Booker nominee's novel mourns Zimbabwe's 'lost decade'
Zimbabwean author NoViolet Bulawayo, who is nominated for the prestigious Man Booker Prize on Tuesday, called for new leadership in her country where President Robert Mugabe has been returned to power in disputed elections.
"We have been with one set of leadership from right before I was born. That is really not healthy in a democracy," said the 31-year old, whose debut novel "We Need New Names" is one of six titles shortlisted for the literary award.
"I feel we need a constant injection of new ideas, as in new personalities. It makes any space richer," she told AFP in an interview in South Africa where she is currently on tour.

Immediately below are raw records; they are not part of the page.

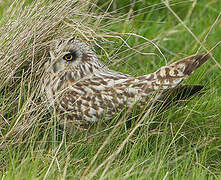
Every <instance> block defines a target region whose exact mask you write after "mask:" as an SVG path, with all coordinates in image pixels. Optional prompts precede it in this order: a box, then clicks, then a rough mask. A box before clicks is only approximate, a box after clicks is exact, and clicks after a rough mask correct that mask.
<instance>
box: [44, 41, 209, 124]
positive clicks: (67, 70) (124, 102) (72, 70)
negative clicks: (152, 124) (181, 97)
mask: <svg viewBox="0 0 221 180" xmlns="http://www.w3.org/2000/svg"><path fill="white" fill-rule="evenodd" d="M50 56H51V57H50V60H49V61H48V62H47V63H46V65H45V71H46V72H45V76H44V83H43V86H42V90H43V92H44V93H45V94H46V98H47V101H48V102H49V103H50V104H54V105H55V107H56V108H57V110H58V112H59V113H60V114H64V116H65V117H67V119H68V121H73V123H74V124H79V125H87V124H89V123H90V122H96V121H98V120H99V119H102V118H103V119H106V120H108V119H111V118H112V117H113V115H114V114H115V113H116V112H119V111H120V110H121V109H123V108H124V107H125V106H127V107H131V106H133V105H134V104H135V103H136V104H137V107H138V108H142V107H144V106H145V105H147V106H146V107H148V105H150V104H151V103H152V104H153V101H152V100H150V97H153V96H152V94H154V93H155V92H158V95H157V96H154V97H155V101H156V100H158V101H161V102H162V101H166V98H165V96H168V94H169V93H168V92H173V91H174V90H178V95H177V96H179V97H178V98H181V97H182V95H181V94H182V93H183V92H184V91H187V90H188V89H190V91H189V93H190V95H192V94H194V93H195V92H197V91H199V90H200V89H201V88H202V86H200V85H195V86H194V85H192V86H191V85H189V86H185V85H183V86H181V85H179V84H180V83H181V82H182V81H183V80H184V79H185V78H186V77H188V76H189V75H190V74H191V73H192V72H193V71H194V70H195V69H196V68H198V67H199V66H201V65H202V64H203V63H204V62H205V61H206V60H207V59H208V58H209V55H208V54H207V55H193V56H190V57H187V58H185V59H182V60H180V61H177V62H175V63H173V64H170V65H168V66H164V67H161V68H160V69H159V70H157V71H156V72H153V73H151V74H148V75H143V76H139V77H132V76H130V75H127V74H123V73H120V72H116V71H113V70H110V69H108V67H106V66H105V65H104V64H103V63H102V62H101V61H100V60H99V59H98V57H97V55H96V53H95V52H94V51H93V50H92V49H91V48H90V47H89V46H88V45H87V44H85V43H83V42H81V41H79V40H75V39H74V38H72V39H66V40H58V41H57V43H56V45H54V46H53V47H51V51H50ZM178 85H179V86H178ZM191 89H192V90H191ZM182 90H184V91H183V92H182V93H180V94H179V91H182Z"/></svg>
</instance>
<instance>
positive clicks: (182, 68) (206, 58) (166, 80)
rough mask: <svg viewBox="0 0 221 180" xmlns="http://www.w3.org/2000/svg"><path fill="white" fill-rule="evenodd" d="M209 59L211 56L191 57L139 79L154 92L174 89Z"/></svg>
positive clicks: (138, 78) (162, 67)
mask: <svg viewBox="0 0 221 180" xmlns="http://www.w3.org/2000/svg"><path fill="white" fill-rule="evenodd" d="M209 57H210V55H209V54H197V55H194V56H190V57H187V58H185V59H182V60H180V61H177V62H175V63H173V64H170V65H168V66H163V67H161V68H160V69H159V70H158V71H156V72H154V73H152V74H149V75H144V76H140V77H138V79H139V80H140V81H142V83H144V82H146V83H147V84H149V85H150V87H152V91H156V90H165V89H170V88H174V87H176V86H177V85H178V84H180V83H181V82H182V81H183V80H184V79H185V78H186V77H188V76H189V75H190V74H191V73H192V72H194V70H195V69H197V68H198V67H200V66H201V65H202V64H203V63H205V62H206V61H207V60H208V59H209Z"/></svg>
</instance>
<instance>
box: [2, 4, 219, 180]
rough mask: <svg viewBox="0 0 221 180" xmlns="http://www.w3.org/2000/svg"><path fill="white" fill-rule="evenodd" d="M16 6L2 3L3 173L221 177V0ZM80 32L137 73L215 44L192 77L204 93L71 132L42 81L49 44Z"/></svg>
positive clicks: (204, 178)
mask: <svg viewBox="0 0 221 180" xmlns="http://www.w3.org/2000/svg"><path fill="white" fill-rule="evenodd" d="M11 3H12V2H8V3H5V2H1V4H0V7H1V8H0V15H1V22H0V25H1V27H0V29H1V32H0V35H1V38H0V43H1V52H0V55H1V59H0V67H1V68H0V177H1V178H2V179H220V178H221V173H220V172H221V152H220V151H221V140H220V137H221V86H220V85H221V60H220V57H221V48H220V45H219V43H220V41H221V36H220V34H221V24H220V9H221V2H220V1H219V0H200V1H197V0H194V1H190V0H185V1H178V0H172V1H169V2H167V1H129V0H128V1H109V0H108V1H97V2H93V1H88V4H87V3H82V2H80V3H74V2H68V1H62V0H58V1H54V2H47V1H14V5H11ZM22 3H24V5H21V4H22ZM10 5H11V6H10ZM70 36H77V37H78V38H80V39H84V40H87V41H90V42H92V44H93V46H94V47H95V49H96V51H97V54H98V55H99V57H100V58H101V59H102V61H104V62H105V63H106V64H107V65H108V66H110V68H111V69H114V70H118V71H121V72H123V73H128V74H131V75H134V76H139V75H143V74H147V73H151V72H153V71H155V70H156V69H158V68H159V67H160V66H162V65H165V64H166V63H171V62H173V61H176V60H178V59H180V58H183V57H186V56H189V55H192V54H195V53H197V52H200V53H203V52H204V53H205V52H208V51H211V54H212V56H213V57H212V58H211V59H210V60H209V61H208V62H207V63H206V64H204V65H203V66H202V67H201V68H200V69H198V70H197V71H196V72H195V73H194V74H193V75H192V76H191V77H190V78H188V79H187V80H185V82H184V83H185V84H202V85H205V88H204V89H203V93H202V94H201V95H200V96H197V97H194V98H192V99H191V100H190V101H189V102H187V103H184V104H181V105H178V106H174V107H172V108H170V109H169V110H167V111H165V112H160V113H155V114H145V115H144V116H143V115H142V114H136V113H134V116H135V117H136V118H132V123H131V127H127V125H126V122H127V121H128V119H129V118H131V117H127V116H122V115H121V116H119V117H116V118H115V119H113V120H112V122H110V124H109V125H108V126H107V127H105V128H104V127H103V126H102V125H100V124H99V123H98V125H96V127H95V128H94V130H93V133H92V132H90V131H86V132H79V131H78V130H73V131H72V132H70V131H63V130H62V129H61V128H60V127H59V119H56V118H55V116H54V112H53V109H50V108H49V109H48V108H47V105H45V104H44V103H42V102H41V99H40V98H39V96H41V95H40V92H39V83H40V79H41V76H42V65H43V64H44V62H45V57H47V42H48V41H50V40H52V39H56V38H58V37H70ZM119 122H120V123H119Z"/></svg>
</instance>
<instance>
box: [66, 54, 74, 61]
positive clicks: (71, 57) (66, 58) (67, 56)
mask: <svg viewBox="0 0 221 180" xmlns="http://www.w3.org/2000/svg"><path fill="white" fill-rule="evenodd" d="M64 59H65V60H66V61H71V60H72V59H73V56H72V55H71V54H67V55H65V56H64Z"/></svg>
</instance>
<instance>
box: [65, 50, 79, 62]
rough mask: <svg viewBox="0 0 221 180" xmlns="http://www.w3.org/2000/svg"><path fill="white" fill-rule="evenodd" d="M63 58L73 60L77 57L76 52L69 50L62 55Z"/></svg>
mask: <svg viewBox="0 0 221 180" xmlns="http://www.w3.org/2000/svg"><path fill="white" fill-rule="evenodd" d="M63 59H64V60H65V61H74V60H76V59H77V54H76V52H75V51H70V53H68V54H65V55H64V57H63Z"/></svg>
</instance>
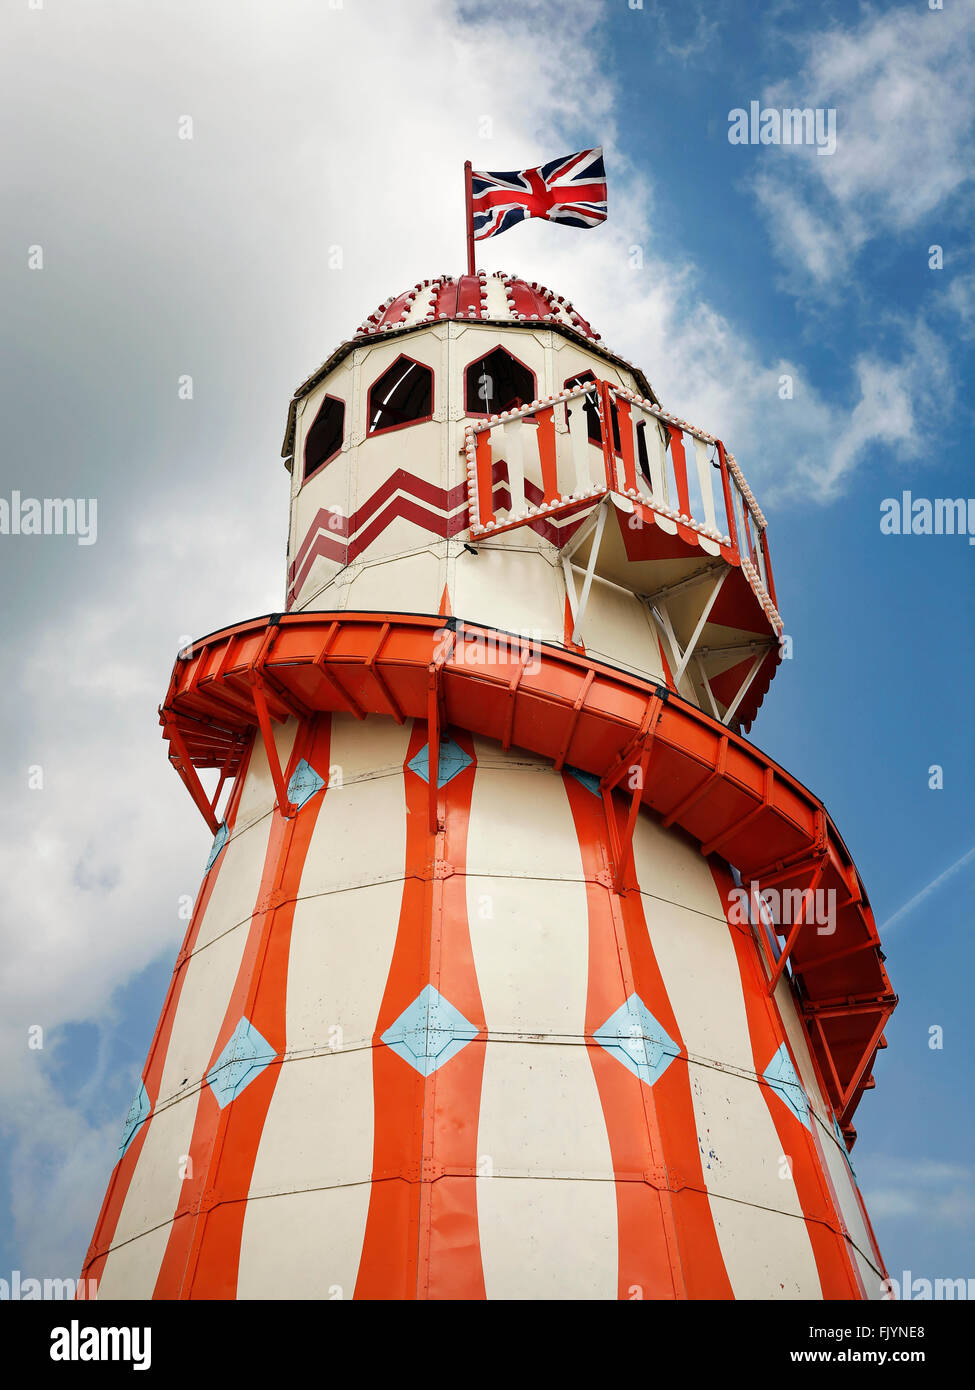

"When something is not working, you need to change it. So we need really a new breed, a new culture of politics to carry us to where we need to be," said the author, whose real name is Elizabeth Zandile Tshele.
Mugabe swept to power in 1980 as an independence hero bringing democracy to millions of black Zimbabweans, and was widely credited with health and education reforms. He was sworn in for another five years in August.
But in the last decade, the economy has crumbled following the introduction of disastrous land reforms in 2000.
"The book came out of Zimbabwe's lost decade," said the writer, who grew up in the country's second largest city of Bulawayo before going to study in the United States.
"What inspired it is so fresh in people's imaginations."
The semi-autobiographical novel's sums up the message.
"What I was saying was we need new ways of living, new ways of imagining ourselves, new ways of leadership, just a revamping of systems -- starting from the self to the larger communal."
Life is a daily struggle for the main character, a 10-year-old girl named Darling and her friends who live in an slum area named Paradise in Zimbabwe.
Darling is lucky to emigrate to the United States, though there she finds that the grass is not always greener on the other side as she starts to grapple with foreign cultures.
"She really loses a large part of herself," said Bulawayo, "and the book ends with her still trying to negotiate with the American terrain."
Bulawayo, who left Zimbabwe 13 years ago, only returned home this year and was shocked.
"What happened to my country? It was a shock to the system. The able and beautiful country of my childhood had given way to something so new that I couldn't relate to," she said.
She found herself grappling with realities such as electricity outages or water cuts.
Born in 1981, a year after Zimbabwe gained independence from colonial power Britain, she is part of the so-called born-free generation and said she yearns for the her country to recover its lost glory.
She uses the pen name NoViolet -- which means "with Violet" in her native Ndebele -- in honour of her mother who died when she was 18 months old. She also took the name Bulawayo, after the city she grew up in.
A fellow at Stanford University in California, Bulawayo authored a short story Hitting Budapest (2010), which won the 2011 Caine Prize for African Writing.
Her novel has also been nominated for Britain's Guardian newspaper's First Book Award.
Bulawayo, the first Zimbabwean shortlisted for the Booker, will be the fourth African winner if she triumphs on October 15.
South African J.M. Coetzee won in 1983 and 1999. His countrywoman Nadine Gordimer was joint winner for her novel "The Conservationist" in 1974, while Nigerian-born Ben Okri won for his third novel "The Famished Road" in 1991.
Bulawayo is surprised at her nomination for the Man Booker Prize.
"I feel very lucky and honoured especially as this is my first novel," she said.